A broken leg, a broken clavicle, a gash on the side of a head.
And one dead son.
That was the tally.
The only one to come out of it basically unscathed was Jake. Bruises from the impact, a few cuts and abrasions, that was all. If only he’d been hurt worse …
Though his father had never openly placed the blame on him, Jake was sure that’s how he felt. Because, deep down, that’s how Jake felt, too.
They laid Davey to rest five days later, Harold on crutches and Jake’s mother with her left arm strapped across her chest. Liz sported a bald patch on the side of her head covered with a bandage. Beneath was the gash that would form a scar that would be with her the rest of her life.

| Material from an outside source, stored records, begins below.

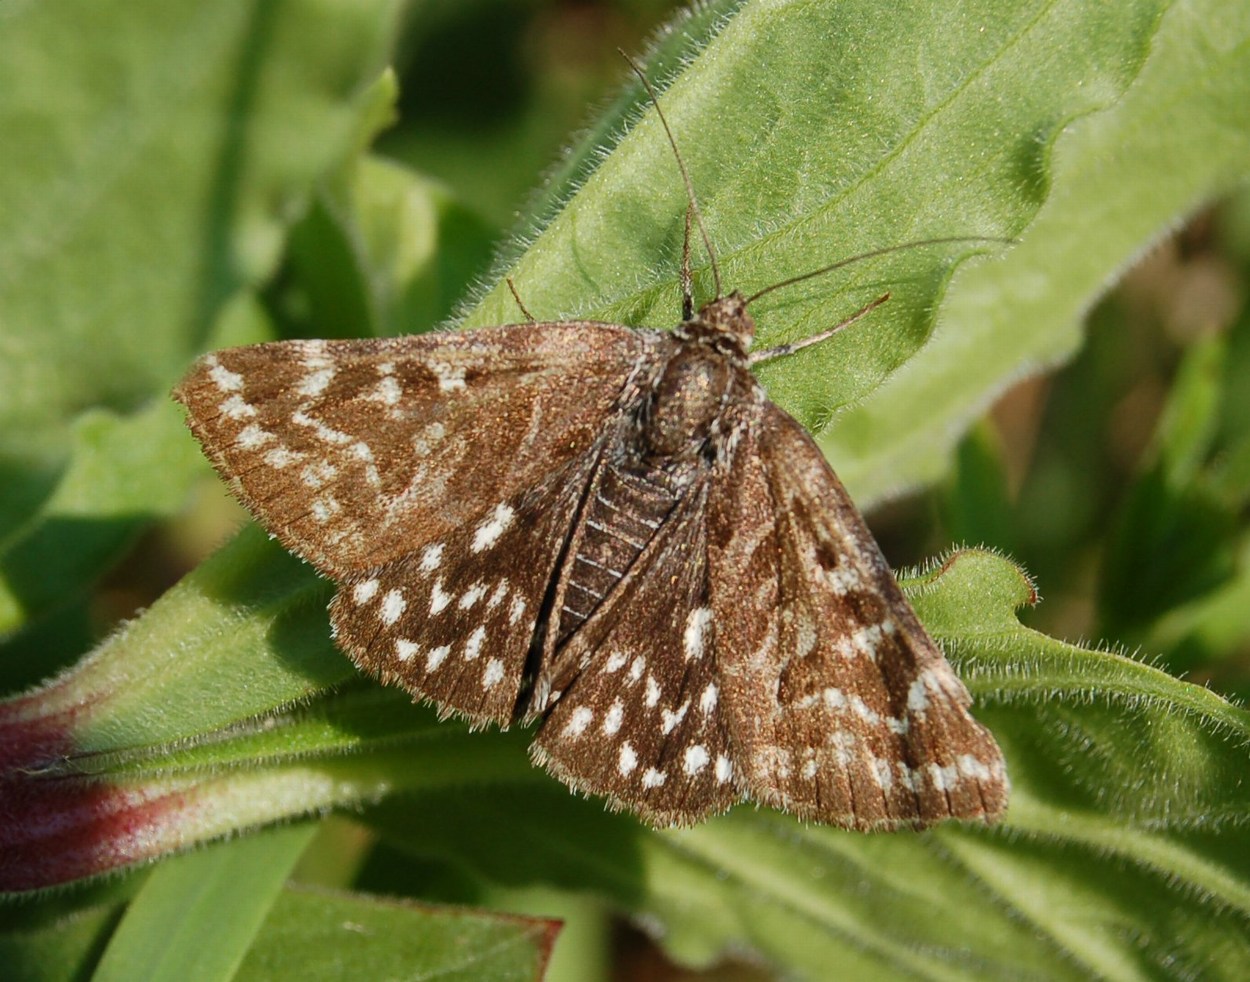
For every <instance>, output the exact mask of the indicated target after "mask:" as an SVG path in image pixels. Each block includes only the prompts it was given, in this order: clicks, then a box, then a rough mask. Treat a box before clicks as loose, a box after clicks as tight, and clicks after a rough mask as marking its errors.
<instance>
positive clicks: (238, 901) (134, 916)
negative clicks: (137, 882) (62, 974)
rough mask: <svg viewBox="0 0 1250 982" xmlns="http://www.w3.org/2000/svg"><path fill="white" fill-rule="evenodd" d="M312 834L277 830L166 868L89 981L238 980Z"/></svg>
mask: <svg viewBox="0 0 1250 982" xmlns="http://www.w3.org/2000/svg"><path fill="white" fill-rule="evenodd" d="M315 832H316V826H315V825H311V823H305V825H297V826H289V827H284V828H275V830H270V831H266V832H264V833H262V835H257V836H252V837H250V838H242V840H237V841H234V842H226V843H221V845H216V846H212V847H210V848H207V850H201V851H200V852H195V853H192V855H190V856H181V857H179V858H176V860H173V861H170V862H168V863H164V865H163V866H161V867H160V868H158V870H155V871H154V872H153V875H151V876H150V877H149V878H148V882H146V883H144V886H143V888H141V890H140V891H139V893H138V895H136V896H135V898H134V900H133V901H131V902H130V905H129V907H128V908H126V913H125V916H124V917H123V918H121V922H120V923H119V925H118V928H116V931H115V932H114V935H113V938H111V941H110V942H109V947H108V948H106V950H105V952H104V957H103V958H101V960H100V963H99V965H98V966H96V970H95V972H94V973H93V976H91V978H93V980H95V982H113V981H114V980H118V982H129V980H135V978H178V980H183V981H184V982H211V980H230V978H235V972H236V971H237V968H239V965H240V962H241V961H242V958H244V955H245V953H246V952H247V950H249V948H250V947H251V942H252V940H254V938H255V937H256V935H257V932H259V931H260V928H261V925H262V923H264V922H265V918H266V916H267V915H269V913H270V910H271V908H272V906H274V903H275V901H277V900H279V897H280V895H281V890H282V885H284V883H285V882H286V877H287V876H289V873H290V871H291V868H292V867H294V865H295V861H296V860H299V857H300V853H301V852H302V851H304V848H305V847H306V846H307V843H309V841H310V840H311V838H312V836H314V833H315ZM206 940H210V941H209V943H205V942H206Z"/></svg>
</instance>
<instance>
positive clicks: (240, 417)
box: [221, 392, 256, 420]
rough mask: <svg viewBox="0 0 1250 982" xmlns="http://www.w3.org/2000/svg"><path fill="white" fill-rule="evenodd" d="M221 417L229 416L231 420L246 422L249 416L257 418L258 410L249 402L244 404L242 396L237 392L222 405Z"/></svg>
mask: <svg viewBox="0 0 1250 982" xmlns="http://www.w3.org/2000/svg"><path fill="white" fill-rule="evenodd" d="M221 415H222V416H229V417H230V419H231V420H246V419H247V417H249V416H255V415H256V410H255V409H252V406H251V405H249V404H247V402H244V399H242V396H240V395H239V394H237V392H235V394H234V395H232V396H230V399H227V400H226V401H225V402H222V404H221Z"/></svg>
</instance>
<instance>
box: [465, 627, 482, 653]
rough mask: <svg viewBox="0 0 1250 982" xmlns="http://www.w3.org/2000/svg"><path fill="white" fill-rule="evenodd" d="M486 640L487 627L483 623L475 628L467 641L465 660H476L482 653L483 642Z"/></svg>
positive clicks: (467, 638)
mask: <svg viewBox="0 0 1250 982" xmlns="http://www.w3.org/2000/svg"><path fill="white" fill-rule="evenodd" d="M485 640H486V628H485V627H482V626H481V625H477V627H475V628H474V632H472V633H471V635H469V637H467V640H466V641H465V661H474V660H475V658H476V657H477V656H479V655H481V643H482V642H484V641H485Z"/></svg>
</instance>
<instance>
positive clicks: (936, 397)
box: [823, 0, 1250, 505]
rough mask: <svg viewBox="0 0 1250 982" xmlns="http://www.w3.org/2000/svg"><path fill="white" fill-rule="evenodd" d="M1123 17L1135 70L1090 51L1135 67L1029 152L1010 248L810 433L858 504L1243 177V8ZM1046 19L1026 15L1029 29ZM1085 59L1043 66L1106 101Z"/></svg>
mask: <svg viewBox="0 0 1250 982" xmlns="http://www.w3.org/2000/svg"><path fill="white" fill-rule="evenodd" d="M1081 6H1084V7H1085V10H1086V12H1088V15H1089V16H1090V17H1095V19H1101V17H1109V19H1120V17H1124V16H1125V15H1126V14H1128V9H1126V5H1120V4H1116V5H1108V4H1099V5H1081ZM1046 10H1048V17H1065V16H1068V15H1069V11H1070V9H1069V5H1066V4H1056V5H1051V6H1049V7H1048V9H1046ZM1160 10H1161V9H1160ZM1138 16H1140V17H1141V19H1143V20H1141V21H1138V22H1136V24H1138V25H1140V26H1146V25H1149V26H1150V27H1151V29H1156V30H1154V34H1153V35H1140V34H1136V32H1135V30H1134V21H1131V20H1125V21H1124V27H1123V30H1124V31H1125V32H1126V34H1128V35H1129V36H1135V37H1139V39H1140V40H1141V41H1143V42H1144V44H1146V45H1149V57H1148V59H1146V60H1145V62H1144V64H1141V62H1140V61H1138V60H1136V59H1135V57H1133V56H1129V55H1128V52H1126V51H1125V50H1121V51H1120V52H1119V54H1115V55H1113V54H1109V52H1106V54H1105V55H1101V56H1100V55H1093V56H1094V57H1095V60H1096V62H1098V64H1099V65H1101V66H1104V69H1106V67H1108V66H1111V65H1114V66H1118V70H1120V71H1123V70H1129V69H1130V67H1131V69H1134V70H1136V69H1138V67H1140V71H1141V74H1140V76H1139V77H1136V79H1134V80H1133V84H1131V85H1129V86H1128V87H1126V90H1124V91H1123V95H1121V97H1119V99H1118V100H1114V105H1105V106H1104V110H1105V111H1101V112H1095V114H1091V115H1089V116H1088V117H1085V119H1073V117H1071V116H1068V117H1066V119H1064V121H1065V122H1070V125H1068V126H1066V129H1065V130H1064V132H1063V136H1061V137H1060V139H1059V141H1058V142H1056V144H1055V146H1054V147H1051V149H1049V150H1044V149H1043V147H1040V146H1039V152H1043V160H1045V170H1044V175H1045V177H1046V181H1048V186H1049V194H1048V196H1046V200H1045V204H1044V205H1043V206H1041V207H1040V209H1039V211H1038V212H1036V216H1035V217H1034V220H1033V222H1031V224H1030V225H1029V227H1028V231H1026V232H1024V234H1023V235H1021V241H1020V245H1019V246H1018V247H1015V249H1014V250H1011V251H1010V252H1009V254H1008V255H1006V256H1004V257H1003V259H1001V260H996V261H994V262H984V264H978V265H975V267H974V266H973V265H970V266H969V267H968V269H966V270H963V271H961V272H960V274H959V276H958V277H956V279H955V281H954V282H953V285H951V291H950V296H949V299H948V301H946V302H945V305H944V306H943V310H941V319H940V324H939V325H938V330H936V331H935V334H934V337H933V339H931V341H930V344H929V345H928V346H926V347H925V350H924V351H923V352H920V354H919V355H918V357H915V359H914V360H913V361H910V362H909V364H908V365H906V366H905V367H904V369H903V370H900V371H898V372H896V374H895V375H894V376H893V377H891V379H890V380H889V381H888V382H886V384H885V385H883V386H881V387H880V389H879V390H878V391H875V392H874V394H873V395H871V396H869V397H868V399H865V400H864V401H863V402H861V404H860V405H858V406H856V407H855V409H853V410H850V411H849V412H846V414H844V415H841V416H839V417H838V420H836V421H835V424H834V426H831V427H830V430H829V431H828V432H826V434H825V435H824V439H823V446H824V447H825V449H826V451H828V452H829V455H830V460H833V461H834V464H835V466H836V467H838V470H839V474H840V475H841V477H843V480H844V481H845V484H846V486H848V487H849V489H850V490H851V493H853V495H856V500H858V501H860V503H861V505H864V503H866V502H869V501H871V500H874V498H876V497H879V496H881V495H883V493H885V492H889V491H891V490H898V489H901V487H913V486H915V485H918V484H925V482H931V481H934V480H936V479H938V477H939V476H940V475H941V474H943V472H944V470H945V467H946V464H948V460H949V456H950V447H951V446H953V445H954V441H955V439H958V436H959V435H960V434H963V432H964V430H965V429H966V426H968V424H969V422H970V421H971V420H973V419H975V417H976V416H978V415H979V414H980V412H981V411H983V410H984V409H985V406H986V405H988V404H989V401H990V400H991V399H993V397H994V396H995V395H998V394H1000V392H1001V391H1003V390H1004V389H1005V387H1006V386H1008V385H1010V384H1011V382H1013V381H1015V380H1016V379H1019V377H1020V376H1021V375H1024V374H1030V372H1035V371H1038V369H1039V367H1041V366H1045V365H1054V364H1058V362H1060V361H1063V360H1064V359H1066V357H1069V356H1070V355H1071V352H1073V351H1074V350H1075V349H1076V346H1078V344H1079V342H1080V340H1081V332H1080V326H1081V315H1083V314H1084V312H1085V311H1086V310H1088V309H1089V306H1090V304H1091V302H1093V300H1094V299H1095V297H1098V296H1099V295H1100V294H1101V292H1103V291H1104V290H1105V289H1106V286H1108V284H1109V282H1111V281H1114V280H1115V277H1116V276H1118V275H1119V274H1120V272H1121V271H1123V270H1124V269H1125V267H1126V265H1128V264H1129V262H1130V261H1133V259H1135V257H1136V256H1139V255H1140V254H1141V251H1143V249H1144V247H1145V244H1148V242H1149V241H1151V240H1154V239H1158V237H1159V236H1160V235H1163V234H1164V232H1166V231H1168V230H1169V229H1170V227H1173V226H1174V225H1175V224H1176V222H1178V221H1179V220H1180V219H1181V217H1184V216H1185V215H1189V214H1190V212H1191V211H1193V210H1194V207H1195V206H1196V204H1198V202H1201V201H1206V200H1211V199H1214V197H1216V196H1218V195H1220V194H1223V192H1226V191H1229V190H1231V189H1233V187H1235V186H1238V185H1239V184H1240V182H1241V181H1244V180H1245V176H1246V172H1248V166H1250V165H1248V161H1250V44H1248V39H1250V6H1246V5H1244V4H1226V2H1223V0H1186V1H1185V2H1174V4H1169V5H1166V12H1165V14H1164V15H1163V16H1161V19H1159V21H1158V22H1155V21H1154V20H1153V15H1151V14H1150V12H1148V11H1145V10H1140V11H1138ZM1045 24H1046V20H1039V21H1038V22H1036V30H1038V31H1043V30H1044V25H1045ZM1090 30H1091V31H1094V34H1096V35H1098V36H1096V37H1095V36H1093V35H1091V36H1090V37H1089V39H1088V40H1086V42H1085V44H1088V45H1090V46H1095V47H1096V46H1100V45H1103V44H1105V42H1106V37H1118V36H1123V35H1120V34H1118V32H1114V31H1113V32H1111V34H1110V35H1106V36H1104V35H1103V32H1101V31H1096V30H1095V29H1094V27H1093V26H1090ZM940 36H941V37H943V39H944V40H945V37H946V36H948V35H946V34H945V32H943V34H941V35H940ZM1023 40H1024V39H1023ZM1078 51H1079V52H1080V54H1078ZM1138 54H1139V55H1140V56H1145V55H1146V47H1141V49H1139V51H1138ZM1088 56H1090V49H1089V47H1085V46H1084V45H1079V46H1078V47H1076V49H1074V50H1073V51H1069V52H1068V54H1064V55H1060V54H1059V51H1058V49H1056V50H1055V51H1054V59H1046V60H1045V62H1044V64H1045V71H1048V72H1049V71H1050V70H1051V67H1055V66H1056V65H1058V62H1059V61H1068V65H1069V67H1070V69H1073V70H1074V71H1075V72H1076V74H1078V75H1079V76H1081V77H1083V80H1085V81H1084V82H1078V84H1079V85H1081V87H1083V89H1084V90H1085V94H1086V96H1085V97H1088V99H1094V97H1096V94H1099V92H1103V94H1106V95H1111V92H1110V91H1109V90H1108V87H1106V81H1108V80H1106V79H1100V80H1098V81H1095V76H1089V77H1088V79H1085V76H1086V75H1088V74H1089V72H1090V70H1091V62H1086V61H1085V59H1086V57H1088ZM1033 84H1034V85H1036V86H1039V87H1040V89H1041V90H1046V89H1049V87H1050V86H1051V82H1050V81H1049V80H1036V79H1035V80H1033ZM1086 109H1089V106H1086ZM1053 115H1059V116H1063V115H1064V114H1063V111H1061V110H1056V111H1055V112H1054V114H1053ZM1076 115H1079V114H1076ZM968 159H971V160H976V159H978V157H975V156H970V157H968Z"/></svg>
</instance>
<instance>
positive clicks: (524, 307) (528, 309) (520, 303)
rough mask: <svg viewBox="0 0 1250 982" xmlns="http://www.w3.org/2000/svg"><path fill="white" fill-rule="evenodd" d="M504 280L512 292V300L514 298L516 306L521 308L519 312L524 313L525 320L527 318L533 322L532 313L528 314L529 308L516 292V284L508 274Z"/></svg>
mask: <svg viewBox="0 0 1250 982" xmlns="http://www.w3.org/2000/svg"><path fill="white" fill-rule="evenodd" d="M504 282H506V284H507V289H509V290H510V291H511V292H512V300H515V301H516V306H519V307H520V309H521V314H524V315H525V320H527V321H529V322H530V324H534V322H535V321H534V315H532V314H530V309H529V307H527V306H525V301H524V300H521V295H520V294H519V292H517V290H516V284H514V282H512V277H511V276H509V277H507V279H506V280H504Z"/></svg>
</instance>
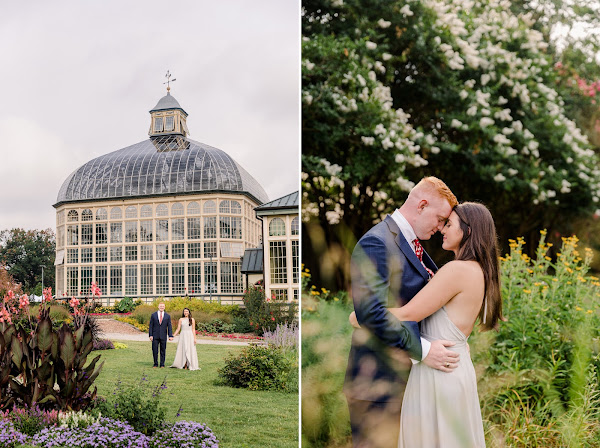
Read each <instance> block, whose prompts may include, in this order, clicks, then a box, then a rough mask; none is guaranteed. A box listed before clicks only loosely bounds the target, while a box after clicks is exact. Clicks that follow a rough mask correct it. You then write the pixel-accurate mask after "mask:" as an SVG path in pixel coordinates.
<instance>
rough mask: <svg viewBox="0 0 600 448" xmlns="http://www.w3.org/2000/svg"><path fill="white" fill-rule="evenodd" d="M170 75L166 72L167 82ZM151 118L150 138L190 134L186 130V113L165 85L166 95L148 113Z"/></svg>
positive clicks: (186, 113) (187, 128)
mask: <svg viewBox="0 0 600 448" xmlns="http://www.w3.org/2000/svg"><path fill="white" fill-rule="evenodd" d="M169 78H170V74H169V73H168V72H167V80H168V81H167V82H166V83H165V84H169V83H170V82H173V81H175V80H174V79H173V80H169ZM150 116H151V117H152V119H151V122H150V131H149V132H148V135H149V136H150V137H162V136H165V135H181V136H183V137H187V136H188V135H189V133H190V131H188V128H187V124H186V118H187V112H186V111H185V110H183V108H182V107H181V106H180V105H179V102H178V101H177V100H176V99H175V98H174V97H173V96H171V87H170V86H168V85H167V94H166V95H165V96H163V97H162V98H161V99H160V100H159V101H158V103H157V104H156V106H154V107H153V108H152V110H151V111H150Z"/></svg>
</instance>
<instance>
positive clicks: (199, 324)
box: [196, 319, 234, 333]
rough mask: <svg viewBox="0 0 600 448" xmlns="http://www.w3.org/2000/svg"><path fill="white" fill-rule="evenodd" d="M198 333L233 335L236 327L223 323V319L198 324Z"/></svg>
mask: <svg viewBox="0 0 600 448" xmlns="http://www.w3.org/2000/svg"><path fill="white" fill-rule="evenodd" d="M196 328H197V329H198V331H201V332H206V333H233V332H234V326H233V325H232V324H228V323H227V322H223V321H222V320H221V319H213V320H211V321H210V322H197V323H196Z"/></svg>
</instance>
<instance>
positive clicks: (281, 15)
mask: <svg viewBox="0 0 600 448" xmlns="http://www.w3.org/2000/svg"><path fill="white" fill-rule="evenodd" d="M299 24H300V21H299V2H298V1H297V0H255V1H246V0H228V1H222V2H221V1H209V0H195V1H193V0H191V1H178V0H171V1H155V0H136V1H116V0H103V1H99V0H97V1H91V0H90V1H81V0H78V1H56V2H47V1H41V0H37V1H28V2H8V3H5V4H3V5H2V13H1V14H0V42H2V43H3V45H2V55H1V56H0V60H1V64H0V67H2V70H1V71H0V89H1V91H2V93H1V94H0V176H1V179H2V187H1V189H0V230H3V229H10V228H15V227H21V228H25V229H45V228H52V229H54V230H55V211H54V208H53V207H52V205H53V204H55V203H56V197H57V194H58V191H59V189H60V187H61V185H62V183H63V182H64V180H65V179H66V178H67V176H68V175H69V174H70V173H71V172H73V171H74V170H75V169H77V168H78V167H80V166H81V165H83V164H84V163H86V162H87V161H89V160H91V159H93V158H95V157H98V156H100V155H103V154H107V153H109V152H112V151H116V150H118V149H121V148H124V147H126V146H129V145H132V144H134V143H138V142H141V141H142V140H145V139H147V138H148V129H149V127H150V114H149V113H148V111H149V110H150V109H152V108H153V107H154V106H155V105H156V103H157V102H158V100H159V99H160V98H161V97H162V96H164V95H165V94H166V86H163V84H162V83H163V82H164V80H165V79H164V75H165V73H166V71H167V70H170V71H171V73H172V75H173V78H176V79H177V81H175V82H174V83H173V84H172V86H171V94H172V95H173V96H174V97H175V98H176V99H177V100H178V101H179V104H181V106H182V107H183V108H184V109H185V111H186V112H187V113H188V114H189V116H188V119H187V124H188V128H189V130H190V138H191V139H193V140H196V141H199V142H202V143H206V144H208V145H211V146H214V147H216V148H219V149H222V150H223V151H225V152H226V153H228V154H229V155H230V156H231V157H233V159H234V160H236V161H237V162H238V163H239V164H240V165H242V166H243V167H244V168H245V169H246V170H247V171H248V172H249V173H250V174H251V175H252V176H254V177H255V178H256V179H257V180H258V182H259V183H260V184H261V185H262V186H263V188H264V189H265V191H266V192H267V194H268V195H269V199H276V198H279V197H281V196H284V195H286V194H288V193H291V192H293V191H296V190H298V188H299V175H298V173H299V167H300V164H299V151H300V149H299V148H300V136H299V132H300V130H299V127H300V119H299V88H300V78H299V68H300V63H299V60H300V43H299V36H300V30H299Z"/></svg>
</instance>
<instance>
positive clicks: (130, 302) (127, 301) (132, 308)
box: [115, 297, 135, 313]
mask: <svg viewBox="0 0 600 448" xmlns="http://www.w3.org/2000/svg"><path fill="white" fill-rule="evenodd" d="M115 309H116V310H117V312H119V313H130V312H131V311H133V310H134V309H135V303H134V302H133V299H132V298H131V297H123V299H122V300H119V301H118V302H117V303H115Z"/></svg>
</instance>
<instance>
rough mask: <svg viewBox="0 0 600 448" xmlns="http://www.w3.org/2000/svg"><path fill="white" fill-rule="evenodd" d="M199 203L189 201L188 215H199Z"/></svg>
mask: <svg viewBox="0 0 600 448" xmlns="http://www.w3.org/2000/svg"><path fill="white" fill-rule="evenodd" d="M199 214H200V205H199V204H198V203H197V202H190V203H189V204H188V215H199Z"/></svg>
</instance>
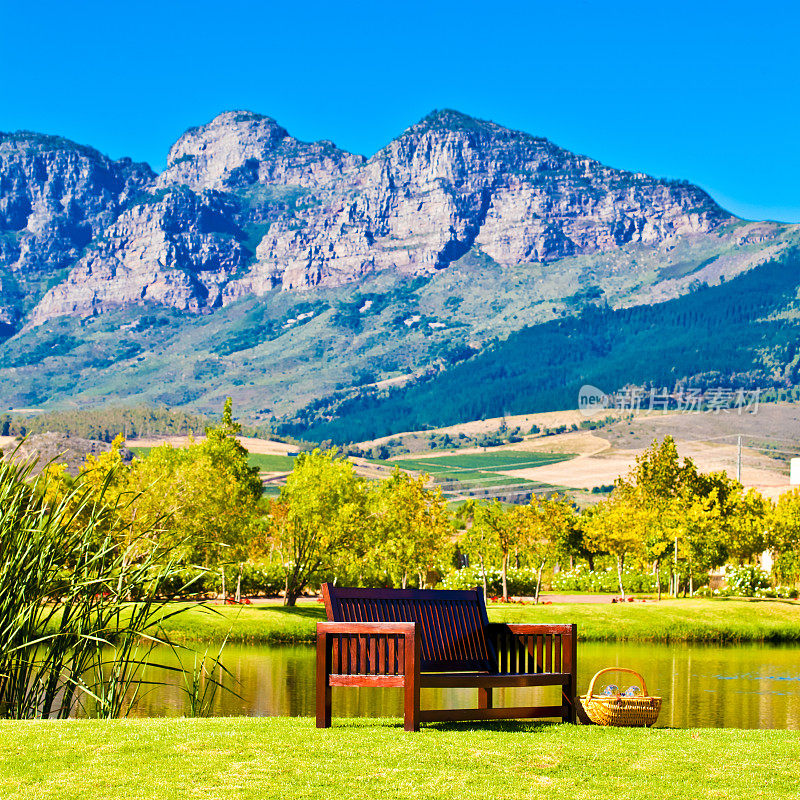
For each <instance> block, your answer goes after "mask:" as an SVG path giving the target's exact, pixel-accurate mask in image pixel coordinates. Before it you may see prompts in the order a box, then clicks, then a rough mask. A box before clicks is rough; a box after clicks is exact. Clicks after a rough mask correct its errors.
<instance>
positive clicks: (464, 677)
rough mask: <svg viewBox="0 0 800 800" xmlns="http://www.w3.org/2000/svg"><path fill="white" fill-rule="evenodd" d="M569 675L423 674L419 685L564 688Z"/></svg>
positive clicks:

The scar Jake bore—that Quinn bore—was invisible, but just as permanent.
PETRA AND MIKHAIL FOUND A MOTEL 6 OUTSIDE of Lowell, Massachusetts. Petra dragged herself to her room, then tried to sleep, but it just wasn’t happening. At 4:30 a.m. she gave up.
Kolya, like Luka, was dead.
She had known at the start of their mission that death was always a possibility. But she had expected any bullet would have hit her, not one of her team members. But twice now, it had happened. At least, unlike with Luka, she wouldn’t have to tell Kolya’s family. They had all died when he’d been just a child. It was why Kolya had joined the search for the Ghost in the first place. If he had any family at all, she and Mikhail and the others in their group were it.
She tried to push him from her mind, but what filled the void was just as devastating. All of them, every person on her list, was dead. Chang, McKitrick, Thomas, Winters, the others before them. And now Moody.
His death was the hardest to take. They had found him alive. They had even talked to him. He knew people in the photograph. But the final step, identifying the two strikingly similar young men standing at opposite ends of the bar, had not been completed.
With Moody dead, the trail to the Ghost had disappeared. That was unless Stepka could pinpoint who the Ghost had hired to do the killings. If he failed, the Ghost would live up to his nickname and fade away. Forever lost, and forever unaccountable.
She knew she should wait for Stepka to get back to her, but doing so would make her crazy. She turned on her side and grabbed her phone.
“What?” Stepka said as he picked up.